Baer's talk was offered via Zoom to undergraduate and graduate students enrolled in the seminar, and had three parts. In the first section, Baer focused on translation studies pedagogy and the challenges involved. In the second part, he explained the concept of polysemy, i.e. the multiple meanings of a word, and how it complicates the decision-making process and creativity of a translation project. Finally, following literary critic George Steiner’s ideas on translation, Baer proposed that, “meaning is constructed in the act of interpretation; it does not exist somehow outside language or before it is subjected to interpretation.” In that sense, he argued that both the reception context and the production context are key to understanding the translation process.
For Baer, translation is, in fact, a complex decision-making process, since translators can use not one but multiple solutions in their daily practice. “I think we’re actually trying to be ‘faithful’,” he told the virtual audience. “It’s what constitutes faithfulness, or how we conceptualize that faithfulness what distinguishes translation from other forms of writing, such as adaptation and, of course, original writing.”
According to the Kent State University professor, translation fidelity should not be connected to the idea of literalness (translating a text word by word verbatim); instead, it should be linked with the idea that translators attempt to communicate ideas effectively from one language into another. To do so, they have to interpret what is relevant in a text by making the most out of their translator competence.
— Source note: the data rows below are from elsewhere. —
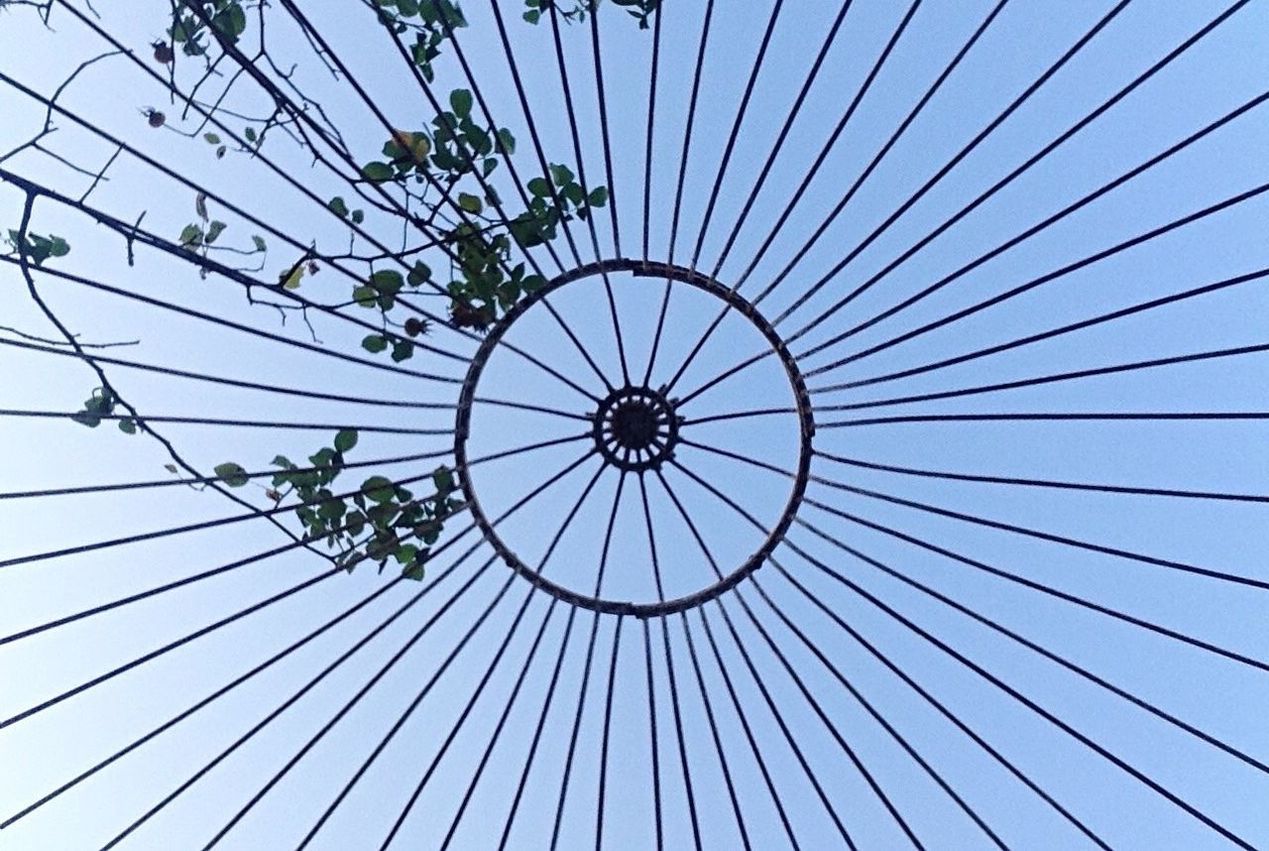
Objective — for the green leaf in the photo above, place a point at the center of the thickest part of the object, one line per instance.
(420, 274)
(505, 141)
(387, 280)
(377, 488)
(190, 235)
(443, 478)
(402, 350)
(461, 102)
(345, 439)
(377, 171)
(338, 207)
(231, 473)
(539, 187)
(331, 510)
(561, 174)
One piece of advice Baer gives to his own students and that he shared with the attendees of his talk is that one should demystify translation theory. “Think of it as just the way people conceptualize the task of translation that transcends any one specific translation project,” Baer said. “If we think about theory that way, then we can design our theoretical support in ways that directly meet the needs of the students to guide their decision making.”
A broader audience had the opportunity to talk with Baer following a Q&A with the students taking the seminar, in which he discussed his thoughts about pedagogy, his current translation project, the challenges of translating Russian literature, and the idea of untranslatability, among other topics.